I don’t envision a future where chemists simply plug algorithms into a quantum device and get a clear set of data for immediate discovery in the lab. What is feasible—and may already be possible—is incorporating quantum models as a step in the existing processes that currently rely on classical computers. In this approach, we use classical methods for the computationally intensive part of a model. This could include an enzyme, a polymer chain or a metal surface. We then apply a quantum method to model distinct interactions, such as the chemistry in an enzyme pocket, explicit interactions between a solvent molecule and a polymer chain, or hydrogen bonding in a small molecule. We would still accept approximations in certain parts of the model, but we would achieve much greater accuracy in the most distinct parts of the reaction.
We have already made important progress through studying the possibility of embedding quantum-electronic structure calculation into a classically computed environment. This approach has many practical applications. More rapid advances in the field of polymer chains could help us tackle the problem of plastic pollution, which has grown more acute since China cut its imports of recyclable material. The energy costs of U.S. recycling remain relatively high; if we could develop plastics that are easier to recycle, we could make a major dent in the waste being produced.

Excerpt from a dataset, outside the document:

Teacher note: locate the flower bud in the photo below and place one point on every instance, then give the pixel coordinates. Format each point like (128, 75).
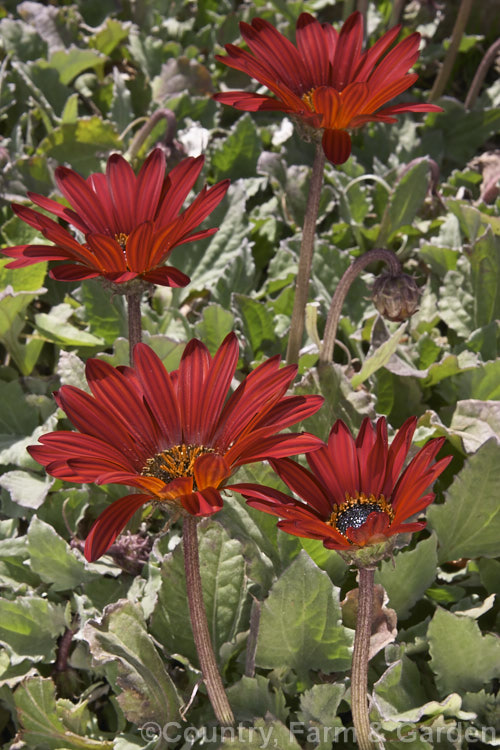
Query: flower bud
(395, 297)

Beyond the field of plastics, the need for materials with lower carbon emissions is ever more pressing, and the ability to manufacture substances such as jet fuel and concrete with a smaller carbon footprint is crucial to reducing our total global emissions.
The next generation of chemists emerging from graduate schools around the world possesses a level of data fluency that would have been unimaginable in the 2000s. But the constraints on this fluency are physical: classically built computers simply cannot handle the level of complexity of substances as commonplace as caffeine. In this dynamic, no amount of data fluency can eliminate the need for serendipity: you will always need luck on your side to make important advances. But if future chemists embrace quantum computers, they are likely to be a lot luckier.